Add .github/dependabot.yml for automated dependency updates

Author: Borda

.github/dependabot.yml

@@ -0,0 +1,46 @@
+# Dependabot configuration file
+# Enables automated dependency updates for pip (individual PRs) and GitHub Actions (grouped PR).
+# Full documentation: https://docs.github.com/en/code-security/dependabot/dependabot-version-updates/configuration-options-for-the-dependabot.yml-file
+
+version: 2
+
+updates:
+  # Pip dependencies from pyproject.toml ([project].dependencies and [dependency-groups])
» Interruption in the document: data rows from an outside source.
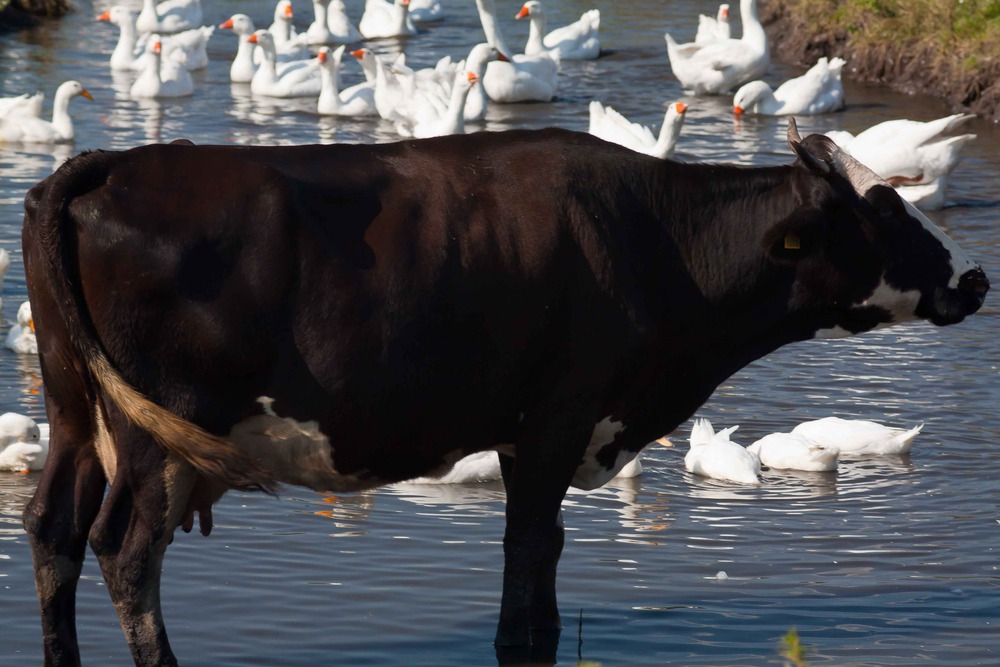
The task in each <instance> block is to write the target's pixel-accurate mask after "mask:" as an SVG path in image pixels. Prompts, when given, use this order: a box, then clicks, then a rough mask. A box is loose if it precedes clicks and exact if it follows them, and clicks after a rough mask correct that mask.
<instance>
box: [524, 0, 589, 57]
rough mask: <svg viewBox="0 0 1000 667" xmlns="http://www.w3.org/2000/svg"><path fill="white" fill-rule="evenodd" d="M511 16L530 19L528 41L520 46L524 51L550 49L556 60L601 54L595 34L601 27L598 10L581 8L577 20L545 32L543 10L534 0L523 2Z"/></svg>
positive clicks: (533, 52)
mask: <svg viewBox="0 0 1000 667" xmlns="http://www.w3.org/2000/svg"><path fill="white" fill-rule="evenodd" d="M514 18H516V19H523V18H528V19H529V20H530V21H531V25H530V27H529V28H528V43H527V44H526V45H525V47H524V53H525V55H529V56H533V55H536V54H539V53H545V52H552V51H554V52H556V53H557V54H558V55H559V58H560V60H594V59H595V58H597V57H598V56H600V55H601V40H600V38H599V37H598V31H599V30H600V28H601V12H600V10H597V9H591V10H590V11H587V12H584V13H583V15H582V16H581V17H580V19H579V20H578V21H575V22H573V23H570V24H569V25H566V26H563V27H561V28H556V29H555V30H553V31H551V32H549V33H546V32H545V10H544V9H543V8H542V3H541V2H539V1H538V0H530V1H529V2H526V3H524V6H523V7H521V11H520V12H518V14H517V16H515V17H514Z"/></svg>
+  - package-ecosystem: pip
+    directory: "/"
+    target-branch: "main"
+    schedule:
+      interval: "weekly"
+      # day: "monday"  # Optional: Restrict to specific weekday
+    open-pull-requests-limit: 5  # Limit number of open PRs
+    rebase-strategy: "auto"  # Options: auto, safe, noop
+    labels:
+      - "dependencies"
+    versioning-strategy: "increase"  # lockfile-only, increase, increase-if-necessary
+    # Useful: Ignore outdated/unwanted packages
+    # ignore:
+    #   - dependency-name: "legacy-package"
+    # Useful: Periodically update lockfile even without dep changes (requires lockfile)
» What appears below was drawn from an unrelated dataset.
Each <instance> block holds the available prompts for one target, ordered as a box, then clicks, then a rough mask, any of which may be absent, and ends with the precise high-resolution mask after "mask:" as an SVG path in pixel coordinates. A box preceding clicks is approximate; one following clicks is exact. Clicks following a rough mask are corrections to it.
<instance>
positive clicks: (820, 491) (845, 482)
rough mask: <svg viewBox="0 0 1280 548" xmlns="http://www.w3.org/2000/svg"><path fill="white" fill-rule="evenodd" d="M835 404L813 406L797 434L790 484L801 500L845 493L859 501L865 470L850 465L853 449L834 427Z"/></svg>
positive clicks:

+    # lockfile-maintenance:
+    #   enabled: true
+
+  # GitHub Actions in .github/workflows/*.yml
+  - package-ecosystem: "github-actions"
+    directory: "/"  # Root; scans .github/**/workflow yml files
+    target-branch: "main"
+    schedule:
+      interval: "monthly"
+      # day: "monday"
+    open-pull-requests-limit: 5
+    rebase-strategy: "auto"
+    labels:
+      - "CI"
+    groups:
+      gha-updates:
+        patterns:
+          - "*"  # Groups ALL GitHub Actions updates into single PR
+
+# Additional notes:
+# - Pip updates: Individual PRs per package (no group).
+# - Reviews: Uses .github/CODEOWNERS automatically.
+# - Automerge: Enable via branch protection rules or 'automerge: true' (experimental).